Textile Manufacturers Seek New Import Controls

A coalition of US textile manufacturers is planning to petition the government to impose quotas on
Chinese textile and clothing imports, and importers aren’t at all happy about it. Trade association
representatives are preparing petitions that for the first time will ask the government to set
quotas for scores of product categories based on the threat of market disruption rather than actual
market disruption, which has been the practice in the past.

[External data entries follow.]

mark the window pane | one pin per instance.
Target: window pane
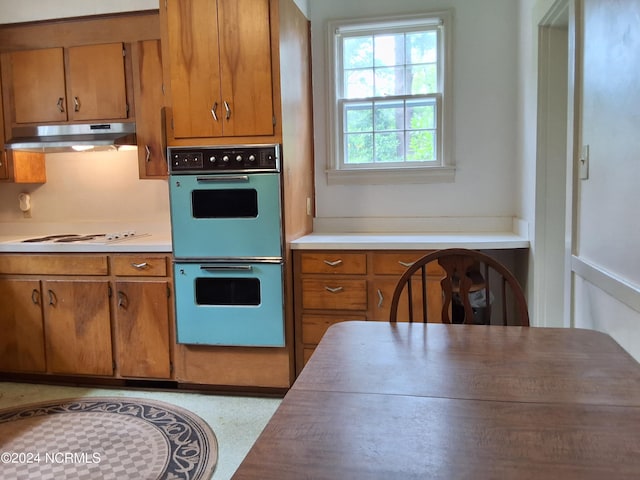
(421, 146)
(389, 50)
(389, 81)
(389, 116)
(358, 83)
(359, 148)
(389, 147)
(423, 79)
(422, 47)
(421, 115)
(358, 52)
(359, 118)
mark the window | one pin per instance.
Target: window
(390, 104)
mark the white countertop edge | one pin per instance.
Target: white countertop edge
(399, 241)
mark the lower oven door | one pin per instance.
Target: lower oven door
(238, 304)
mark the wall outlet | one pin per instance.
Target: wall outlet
(583, 163)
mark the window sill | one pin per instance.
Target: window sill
(386, 176)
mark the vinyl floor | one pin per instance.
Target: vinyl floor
(236, 420)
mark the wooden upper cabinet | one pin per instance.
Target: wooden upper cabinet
(220, 68)
(149, 102)
(37, 79)
(96, 82)
(91, 87)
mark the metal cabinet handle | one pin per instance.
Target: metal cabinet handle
(334, 263)
(53, 300)
(333, 290)
(223, 178)
(123, 300)
(226, 268)
(214, 109)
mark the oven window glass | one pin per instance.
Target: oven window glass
(228, 291)
(221, 203)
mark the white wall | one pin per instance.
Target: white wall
(607, 257)
(88, 187)
(31, 10)
(485, 116)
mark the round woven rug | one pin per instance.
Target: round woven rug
(105, 438)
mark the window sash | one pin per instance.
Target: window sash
(381, 136)
(338, 31)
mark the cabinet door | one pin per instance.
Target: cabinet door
(149, 100)
(77, 326)
(245, 67)
(96, 82)
(37, 80)
(142, 329)
(192, 32)
(22, 339)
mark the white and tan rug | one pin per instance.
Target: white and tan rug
(105, 438)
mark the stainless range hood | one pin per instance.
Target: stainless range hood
(75, 137)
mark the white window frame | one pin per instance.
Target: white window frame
(443, 169)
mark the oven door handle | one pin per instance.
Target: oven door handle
(226, 268)
(223, 178)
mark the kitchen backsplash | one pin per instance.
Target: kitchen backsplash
(89, 187)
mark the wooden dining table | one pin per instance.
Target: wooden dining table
(380, 400)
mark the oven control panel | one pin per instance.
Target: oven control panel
(243, 158)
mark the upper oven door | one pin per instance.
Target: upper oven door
(226, 216)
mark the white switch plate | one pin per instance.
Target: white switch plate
(584, 163)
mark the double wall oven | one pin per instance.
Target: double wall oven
(227, 245)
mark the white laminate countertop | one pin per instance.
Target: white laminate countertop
(409, 241)
(153, 238)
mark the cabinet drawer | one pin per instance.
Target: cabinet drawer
(67, 264)
(315, 326)
(336, 294)
(139, 266)
(386, 263)
(327, 262)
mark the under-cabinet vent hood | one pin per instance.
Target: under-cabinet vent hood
(78, 137)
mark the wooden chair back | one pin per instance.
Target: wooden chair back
(469, 277)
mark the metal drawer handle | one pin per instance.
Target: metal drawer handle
(335, 263)
(223, 178)
(226, 268)
(333, 290)
(123, 300)
(53, 300)
(213, 111)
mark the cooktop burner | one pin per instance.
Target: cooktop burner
(96, 237)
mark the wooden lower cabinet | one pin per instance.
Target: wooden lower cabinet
(22, 339)
(142, 329)
(332, 286)
(88, 315)
(77, 327)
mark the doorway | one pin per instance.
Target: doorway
(553, 161)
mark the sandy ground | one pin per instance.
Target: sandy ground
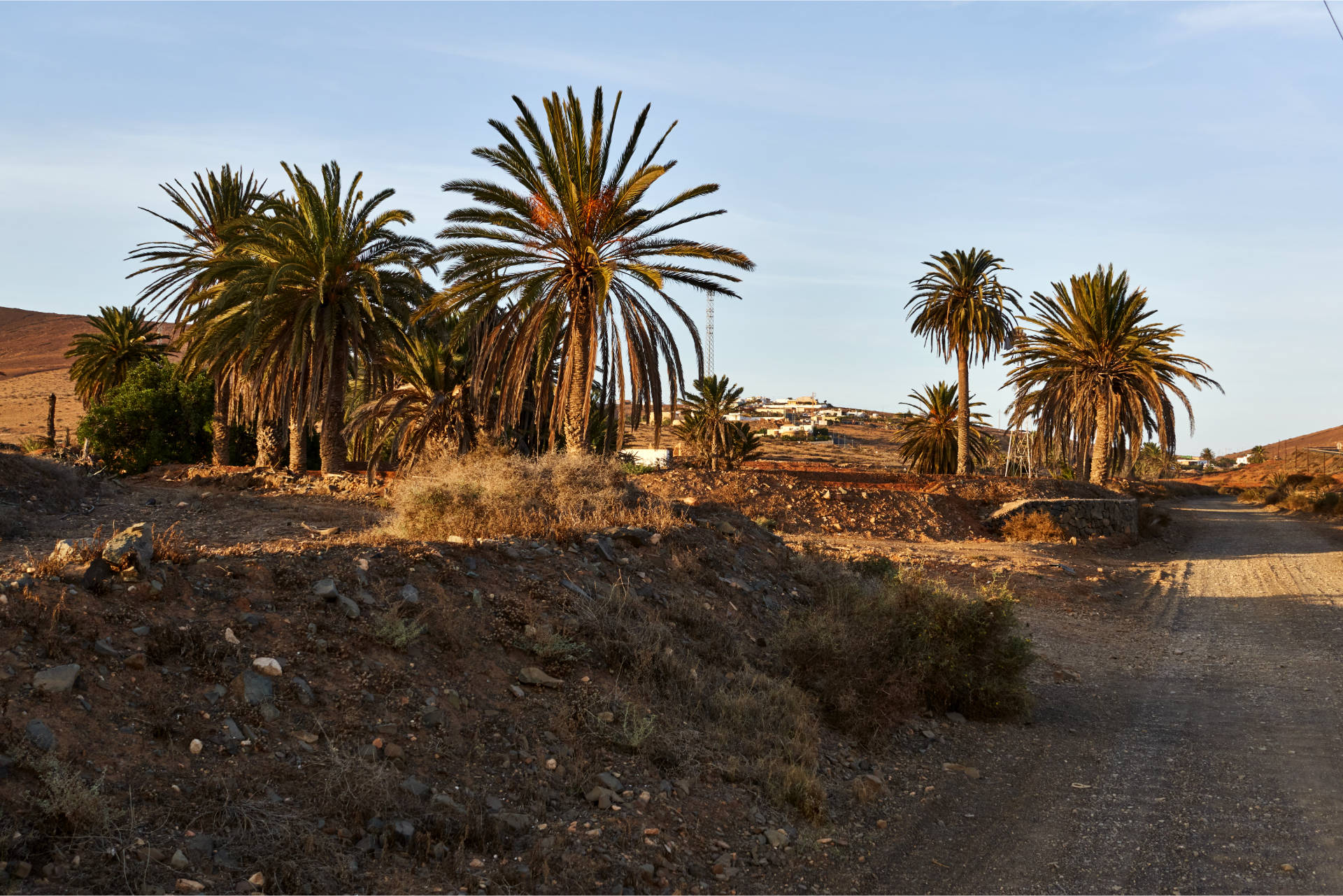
(1198, 753)
(23, 406)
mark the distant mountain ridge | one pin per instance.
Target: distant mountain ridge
(1322, 439)
(35, 341)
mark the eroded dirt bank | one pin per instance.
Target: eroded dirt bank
(1200, 751)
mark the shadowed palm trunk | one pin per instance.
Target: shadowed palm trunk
(962, 413)
(297, 443)
(268, 443)
(334, 420)
(1100, 442)
(576, 402)
(219, 423)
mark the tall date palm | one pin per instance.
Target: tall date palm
(563, 264)
(1093, 360)
(327, 283)
(203, 217)
(122, 338)
(962, 309)
(930, 434)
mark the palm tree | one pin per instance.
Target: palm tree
(207, 211)
(426, 408)
(557, 270)
(960, 308)
(930, 434)
(327, 285)
(122, 338)
(1096, 369)
(705, 426)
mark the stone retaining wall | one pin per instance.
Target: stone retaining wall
(1083, 518)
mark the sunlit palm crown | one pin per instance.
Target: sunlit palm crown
(928, 433)
(960, 301)
(313, 283)
(122, 338)
(1093, 340)
(420, 405)
(207, 210)
(562, 266)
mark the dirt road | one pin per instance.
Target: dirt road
(1201, 751)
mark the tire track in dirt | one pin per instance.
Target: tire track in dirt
(1208, 771)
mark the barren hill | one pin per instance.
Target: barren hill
(33, 347)
(1322, 439)
(36, 341)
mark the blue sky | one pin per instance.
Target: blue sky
(1195, 145)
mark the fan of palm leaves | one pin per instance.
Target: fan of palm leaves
(1092, 369)
(315, 285)
(705, 427)
(557, 270)
(965, 312)
(122, 338)
(204, 215)
(426, 410)
(928, 434)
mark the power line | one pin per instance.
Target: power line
(1333, 19)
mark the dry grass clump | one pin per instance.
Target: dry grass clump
(876, 648)
(493, 493)
(1036, 525)
(171, 546)
(705, 696)
(65, 797)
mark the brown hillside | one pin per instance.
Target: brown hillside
(1284, 449)
(33, 359)
(36, 341)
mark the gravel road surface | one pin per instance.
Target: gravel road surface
(1200, 753)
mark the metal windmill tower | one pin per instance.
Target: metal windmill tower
(708, 336)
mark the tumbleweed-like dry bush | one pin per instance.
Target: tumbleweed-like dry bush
(495, 493)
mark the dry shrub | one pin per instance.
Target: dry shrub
(65, 797)
(699, 683)
(493, 493)
(873, 649)
(1036, 525)
(1151, 520)
(171, 546)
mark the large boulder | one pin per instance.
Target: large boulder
(86, 575)
(132, 547)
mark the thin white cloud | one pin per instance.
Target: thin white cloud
(1284, 17)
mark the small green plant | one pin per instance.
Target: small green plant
(553, 646)
(395, 630)
(66, 797)
(637, 727)
(155, 417)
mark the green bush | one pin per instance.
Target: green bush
(876, 648)
(155, 417)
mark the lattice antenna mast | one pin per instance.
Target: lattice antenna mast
(708, 336)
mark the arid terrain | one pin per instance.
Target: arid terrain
(1181, 738)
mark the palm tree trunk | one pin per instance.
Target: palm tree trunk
(268, 443)
(962, 413)
(297, 441)
(581, 381)
(219, 423)
(334, 420)
(1100, 442)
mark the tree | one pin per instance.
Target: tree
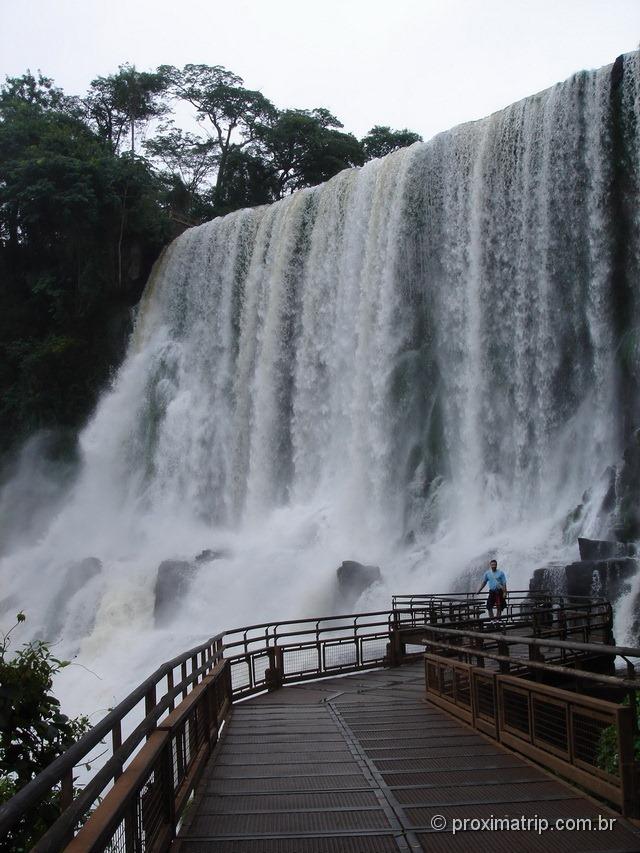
(37, 91)
(79, 229)
(220, 99)
(33, 732)
(128, 99)
(189, 161)
(305, 148)
(381, 141)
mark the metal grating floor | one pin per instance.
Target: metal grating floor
(362, 764)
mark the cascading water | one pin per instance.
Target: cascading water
(426, 345)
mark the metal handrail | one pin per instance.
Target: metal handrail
(260, 641)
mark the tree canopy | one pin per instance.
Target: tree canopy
(92, 187)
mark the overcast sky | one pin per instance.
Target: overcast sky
(422, 64)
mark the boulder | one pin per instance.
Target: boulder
(172, 584)
(208, 555)
(602, 549)
(353, 579)
(600, 577)
(470, 577)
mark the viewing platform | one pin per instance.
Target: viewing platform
(419, 728)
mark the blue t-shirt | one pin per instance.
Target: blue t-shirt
(496, 580)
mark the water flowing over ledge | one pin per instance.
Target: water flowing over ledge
(437, 349)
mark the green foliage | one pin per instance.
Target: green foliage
(381, 141)
(83, 217)
(128, 99)
(607, 757)
(79, 228)
(33, 732)
(306, 147)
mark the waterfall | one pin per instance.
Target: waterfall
(423, 351)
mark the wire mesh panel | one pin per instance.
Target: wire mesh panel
(338, 655)
(151, 811)
(118, 841)
(462, 688)
(240, 674)
(595, 742)
(373, 649)
(431, 676)
(446, 681)
(550, 725)
(259, 664)
(301, 660)
(516, 710)
(485, 697)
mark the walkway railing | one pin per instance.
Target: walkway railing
(139, 793)
(588, 740)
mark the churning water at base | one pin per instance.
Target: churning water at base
(411, 365)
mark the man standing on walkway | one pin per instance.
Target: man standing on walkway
(497, 588)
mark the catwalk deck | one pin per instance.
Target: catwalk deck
(362, 764)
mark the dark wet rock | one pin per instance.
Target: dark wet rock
(606, 578)
(208, 555)
(627, 505)
(601, 549)
(550, 578)
(470, 577)
(76, 576)
(353, 579)
(172, 584)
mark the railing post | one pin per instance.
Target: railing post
(183, 678)
(166, 776)
(150, 703)
(274, 676)
(116, 743)
(395, 651)
(628, 768)
(66, 790)
(503, 649)
(536, 656)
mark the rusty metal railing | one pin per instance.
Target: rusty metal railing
(474, 677)
(136, 798)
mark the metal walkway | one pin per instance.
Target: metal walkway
(363, 763)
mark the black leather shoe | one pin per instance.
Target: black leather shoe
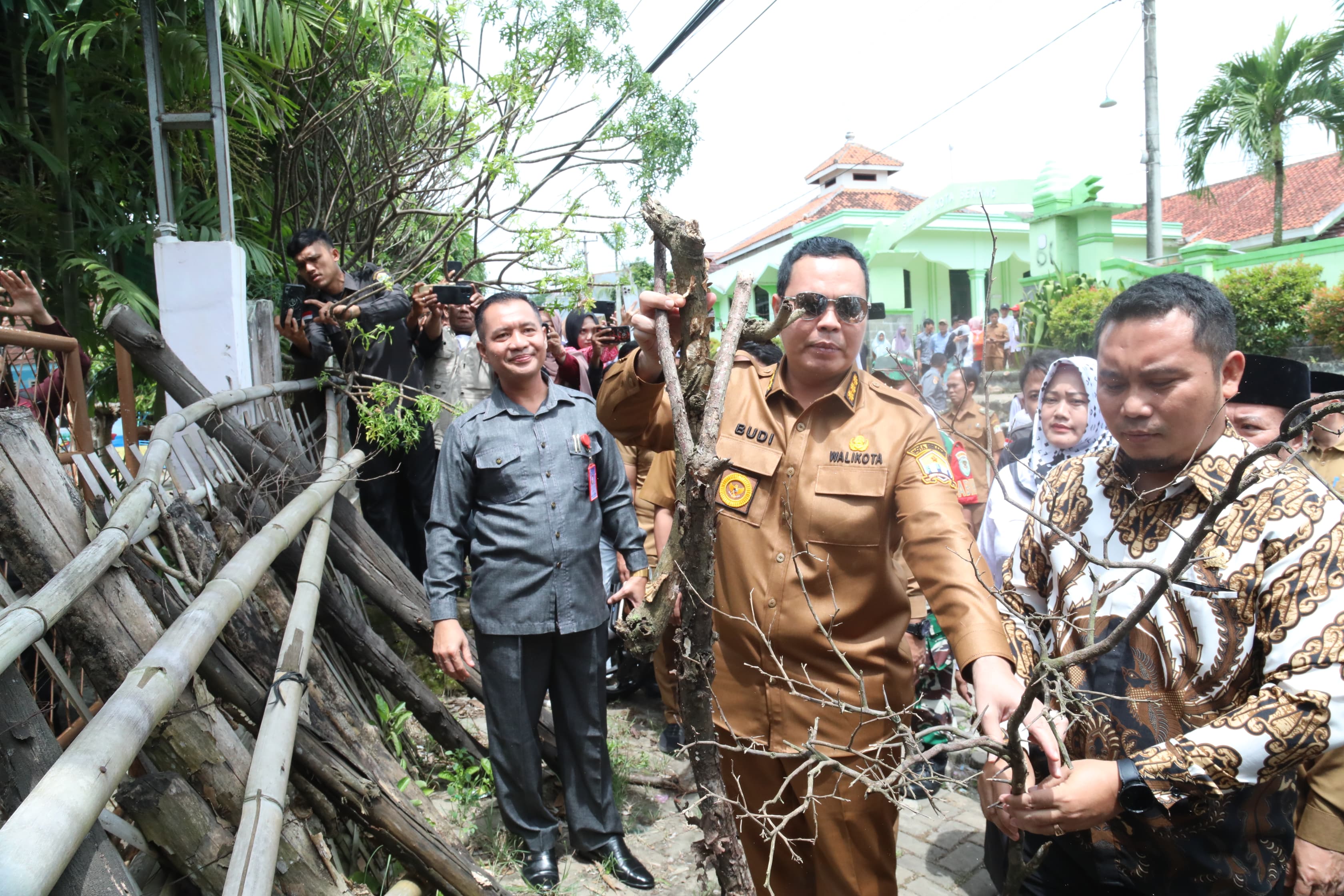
(624, 866)
(541, 872)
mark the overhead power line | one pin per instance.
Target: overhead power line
(725, 49)
(929, 121)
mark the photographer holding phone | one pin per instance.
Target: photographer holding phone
(592, 343)
(394, 487)
(455, 371)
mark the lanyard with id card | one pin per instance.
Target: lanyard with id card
(592, 469)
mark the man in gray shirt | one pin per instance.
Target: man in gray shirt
(529, 483)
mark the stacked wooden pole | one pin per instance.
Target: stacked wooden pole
(44, 833)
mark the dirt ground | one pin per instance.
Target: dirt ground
(938, 847)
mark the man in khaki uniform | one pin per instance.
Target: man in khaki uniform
(996, 336)
(830, 471)
(655, 492)
(967, 422)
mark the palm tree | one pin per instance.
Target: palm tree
(1253, 98)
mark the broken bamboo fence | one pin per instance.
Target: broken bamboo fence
(253, 866)
(44, 833)
(29, 620)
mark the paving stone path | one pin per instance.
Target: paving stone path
(938, 846)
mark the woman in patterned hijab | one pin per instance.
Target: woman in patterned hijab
(1068, 424)
(1072, 383)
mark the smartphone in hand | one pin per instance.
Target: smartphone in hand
(454, 293)
(292, 300)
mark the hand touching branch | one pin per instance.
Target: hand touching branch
(998, 696)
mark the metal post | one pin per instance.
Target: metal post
(162, 121)
(167, 225)
(221, 120)
(1151, 144)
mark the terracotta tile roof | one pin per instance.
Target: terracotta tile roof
(830, 203)
(855, 155)
(1245, 207)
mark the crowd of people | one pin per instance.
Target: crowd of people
(952, 551)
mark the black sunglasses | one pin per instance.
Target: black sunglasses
(850, 310)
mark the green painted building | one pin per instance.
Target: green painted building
(930, 257)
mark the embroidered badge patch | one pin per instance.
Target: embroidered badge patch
(852, 390)
(736, 491)
(933, 464)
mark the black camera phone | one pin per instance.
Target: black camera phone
(454, 293)
(292, 300)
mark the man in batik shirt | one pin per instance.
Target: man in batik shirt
(1184, 772)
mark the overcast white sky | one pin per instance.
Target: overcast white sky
(783, 98)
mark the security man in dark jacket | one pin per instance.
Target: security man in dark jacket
(394, 487)
(529, 483)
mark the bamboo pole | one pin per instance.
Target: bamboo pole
(44, 833)
(253, 866)
(127, 397)
(27, 620)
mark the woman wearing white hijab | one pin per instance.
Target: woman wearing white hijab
(1068, 424)
(901, 343)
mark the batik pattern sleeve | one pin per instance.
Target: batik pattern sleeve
(1281, 547)
(447, 535)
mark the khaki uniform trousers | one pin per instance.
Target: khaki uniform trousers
(978, 516)
(854, 850)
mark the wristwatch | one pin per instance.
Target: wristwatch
(1136, 797)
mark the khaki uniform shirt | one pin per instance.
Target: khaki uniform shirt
(970, 426)
(996, 336)
(659, 488)
(1320, 809)
(642, 460)
(811, 514)
(1328, 464)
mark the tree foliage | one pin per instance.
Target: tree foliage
(1268, 301)
(1073, 319)
(1254, 98)
(1324, 318)
(406, 131)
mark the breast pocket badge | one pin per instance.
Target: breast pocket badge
(933, 464)
(736, 491)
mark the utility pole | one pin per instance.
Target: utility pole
(1152, 147)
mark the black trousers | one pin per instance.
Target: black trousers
(516, 672)
(1060, 874)
(396, 490)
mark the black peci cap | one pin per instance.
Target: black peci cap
(1279, 382)
(1327, 382)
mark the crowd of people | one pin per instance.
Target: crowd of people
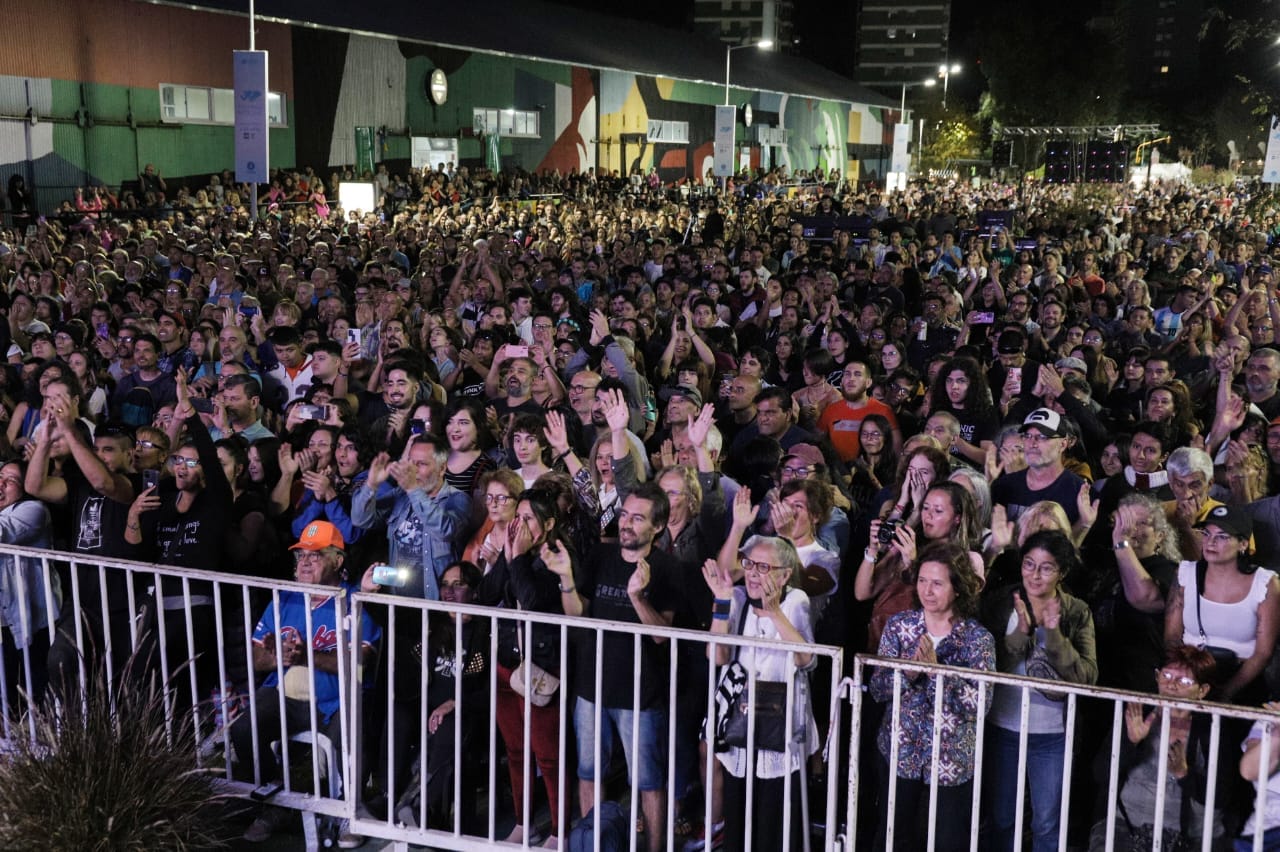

Cass Johnson, president, National Council of Textile Organizations, said the action is based
on new trade data that show China now controls 72 percent of the US market for 29 apparel products
that were released from quota controls in 2002. “History has proven that China can capture as much
as 30 to 40 percent market share in a single year,” Johnson said. “We cannot and will not allow
China to do the same thing in the categories still under quota.” He said it is clear that the World
Trade Organizations safeguard mechanism permits the filing of threat-based safeguard petitions. The
petitions are expected to include men’s and boy’s cotton trousers, women’s and girls’ trousers,
men’s and women’s shirts, women’s blouses and dresses, and home furnishings such as towels and
sheets. All of these products are scheduled to be removed from quota control by Jan. 1, 2005.

The National Retail Federation (NRF) reacted sharply to the announcement that petitions would
be filed, charging they are a scheme to recreate the old system of imposing quotas against imports
based on backroom political deals. NRF’s vice president and international trade counsel, Erik
Autor, said: “The US government so far has limited its decisions in textile safeguard cases to
those involving actual market disruption. The textile industry is asking the government to go
beyond that standard and take protectionist action against alleged threatened disruption that might
or might not occur in the future.”

The safeguard mechanism is a fairly drawn out process that could take months before any final
decision is reached by the inter-agency Committee for the Implementation of Textile Agreements
(CITA). CITA has 15 days to accept or reject petitions, and if they are accepted, there is a 30-day
period for interested parties to comment, followed by 60 days for CITA to evaluate the comments. If
market disruption or a threat is determined, the US government would enter into consultations with
China, and if agreement cannot be reached unilateral quotas would be imposed.